The content on this wiki is being preserved for historical purposes, but is not being maintained and is probably no longer accurate.

For current information about DPLA, see the DPLA main site.

Concept Note

From Digital Library of America Project
Jump to: navigation, search
DPLA Wiki Navigation
About the DPLA
DPLA Website
Main PageBerkman Center
Board of Directors
Steering Committee
Dev portal
Ongoing Work
Workstreams
Audience and ParticipationContent and Scope
Financial/Business ModelsGovernance
Legal IssuesTechnical Aspects
Additional Activities
Beta SprintWorkshopsEvents
Media and Blog Mentions
Possible Models
List of Models
Concept Note
Get Involved
Community PortalSign on
Join the listservListserv archives
Weekly listserv recapsSuggested Resources

The Digital Public Library of America

Concept Note (as of March, 2012)

The Digital Public Library of America (DPLA) will make the cultural and scientific heritage of humanity available, free of charge, to all. The DPLA’s primary focus is on making available materials from the United States. By adhering to the fundamental principle of free and universal access to knowledge, it will promote education in the broadest sense of the term. That is, it will function as an online library for students of all ages, from grades K-12 to postdoctoral researchers and anyone seeking self-instruction; it will be a deep resource for community colleges, vocational schools, colleges, universities, and adult education programs; it will supplement the services of public libraries in every corner of the country; and it will satisfy other needs as well—the need for data related to employment, for practical information of all kinds, and for enrichment in the use of leisure.

The process of planning for a DPLA takes as its jumping off point a statement drafted in the fall of 2010 at a workshop at the Radcliffe Institute in Cambridge, MA, at which leaders from a range of institutions agreed to work together toward development of “an open, distributed network of comprehensive online resources that would draw on the nation’s living heritage from libraries, universities, archives, and museums in order to educate, inform and empower everyone in the current and future generations.” The list of signatories to this statement is online at: <http://cyber.law.harvard.edu/dpla/Sign_On>.

Contents

Community

The community involved in the DPLA is broad, deep, and growing. The community includes a self-conscious balance between public library and academic library leaders from a wide range of organizations, as well as leaders from other cultural heritage institutions, technology and publishing companies, government agencies, and many other types of institutions. The bulk of the work of the DPLA is occurring in the six workstreams: 1) content and scope; 2) finance and business models; 3) governance; 4) legal; 5) technical aspects; and 6) audience and participation. All are welcome to participate, both online and in person at workstream meetings. These workstreams will tee up recommendations to the DPLA Steering Committee, which will seek to resolve all planning issues by consensus where possible. Members of the Steering Committee are posted online at: http://cyber.law.harvard.edu/research/dpla/steering.

Content and scope

The Content and Scope workstream is determining the initial approach to materials to be included in the DPLA. No firm boundaries can be set to the collections of the DPLA; but if it takes the sky as its limit, it will never get off the ground.

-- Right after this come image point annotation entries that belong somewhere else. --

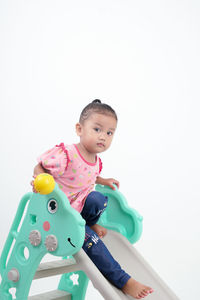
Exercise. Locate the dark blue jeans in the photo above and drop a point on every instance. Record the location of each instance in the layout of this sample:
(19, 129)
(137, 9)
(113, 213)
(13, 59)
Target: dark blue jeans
(95, 205)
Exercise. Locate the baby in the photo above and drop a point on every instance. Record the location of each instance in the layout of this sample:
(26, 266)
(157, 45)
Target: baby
(77, 168)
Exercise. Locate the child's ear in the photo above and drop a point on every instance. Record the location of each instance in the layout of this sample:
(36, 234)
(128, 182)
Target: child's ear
(78, 129)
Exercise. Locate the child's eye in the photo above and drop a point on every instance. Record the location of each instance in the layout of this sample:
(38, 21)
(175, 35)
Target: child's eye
(97, 129)
(109, 133)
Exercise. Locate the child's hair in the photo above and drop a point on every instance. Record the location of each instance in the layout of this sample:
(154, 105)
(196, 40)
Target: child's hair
(96, 107)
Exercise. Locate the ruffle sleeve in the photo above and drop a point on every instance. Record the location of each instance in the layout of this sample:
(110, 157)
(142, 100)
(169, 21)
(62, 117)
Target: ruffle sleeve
(100, 165)
(55, 160)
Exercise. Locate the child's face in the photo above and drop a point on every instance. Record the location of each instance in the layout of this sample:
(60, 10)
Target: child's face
(96, 133)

Despite our ambitions to include all kinds of cultural products, we are concentrating at first on the written record—books, pamphlets, periodicals, manuscripts, and digital texts—but are designing the system such that we can move quickly to other types of materials, such as images, moving images, sound recordings, and the like. We aspire to include in the DPLA materials not just from libraries but also from other cultural heritage organizations, including museums and archives. We will avoid duplicating processes and services that are better provided through other means.

The DPLA will respect copyright, and insofar as it will include works that are commercially available, it must do so only with the consent of the rightsholders. With adequate funding, it might establish a pool of money to be distributed, according to the frequency of usage, to authors and publishers of works that are in print and covered by copyright. A similar arrangement might also extend to out-of-print (commercially unavailable) works that are covered by copyright. Some European countries have pursued that possibility with the help of collective rights management organizations (CMOs), and the DPLA could learn from their experience; but it must be extremely careful about risks, feasibility, and legal problems before adopting any such strategy. Many authors are now making their work available online according to open-access programs. The DPLA could coordinate and help implement such voluntary contributions to the general store of knowledge.

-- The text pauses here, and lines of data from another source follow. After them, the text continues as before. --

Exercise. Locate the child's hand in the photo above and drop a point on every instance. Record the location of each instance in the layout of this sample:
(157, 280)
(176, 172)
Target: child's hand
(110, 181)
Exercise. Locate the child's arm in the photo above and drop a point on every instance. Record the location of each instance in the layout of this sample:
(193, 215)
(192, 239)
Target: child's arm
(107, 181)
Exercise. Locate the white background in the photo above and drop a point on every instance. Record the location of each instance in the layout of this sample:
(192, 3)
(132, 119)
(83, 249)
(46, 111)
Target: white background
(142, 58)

In order to lay a solid foundation for its collections and to demonstrate what the project may become in time for its April 2013 launch, the DPLA will begin with works in the public domain (including but not limited to books) that have already been digitized and are accessible through the Internet Archive, HathiTrust, a broad range of government material, and possibly private-sector initiatives such as the Google Books Project. These can be supplemented by digital collections of research libraries and amalgamated holdings such as the digitized newspapers from the fifty states, and other related materials, that are now on deposit in the Library of Congress. A new program of scanning collections should then be undertaken with the goal of including all printed material up to 1923 from all of the major research libraries.

Further material will be added incrementally to this basic foundation of public domain works. DPLA participants have a range of views as to how to proceed from here; this issue is one of the biggest that we will need to resolve in the coming year. Participants have been discussing the best way to proceed after the inclusion of public domain materials. The Legal Issues workstream has taken up this issue, as has the Content and Scope workstream. Participants differ in their opinions as to whether to pursue law reform through this project, or instead to proceed solely on the basis of the existing legal framework.

A next layer of content to be added to the DPLA could be “orphan” works—those whose rightsholders have not been located. This layer could include works published between 1923 and 1964, a period when the extent of copyright is most problematic. Next, the DPLA should attempt to provide access to the largest possible number of books that are covered by copyright but are out of print, and potentially from there on to works both in copyright and in print. DPLA participants are considering various solutions to clear a way through the legal obstacles: e-lending models, such as those pursued by the Internet Archive with its partners; a fund to compensate the rightsholders; pay-for-view arrangements; a provision to protect the interests of authors and publishers who do not want to cooperate, voluntary agreements with those who do; or legislation to protect the DPLA from litigation on the grounds that, like all public libraries, it is a non-profit enterprise dedicated to the public welfare. A moving wall could be established to bring in new materials. However contemporary its holdings may become, the DPLA will remain steadfast in its respect for intellectual property rights.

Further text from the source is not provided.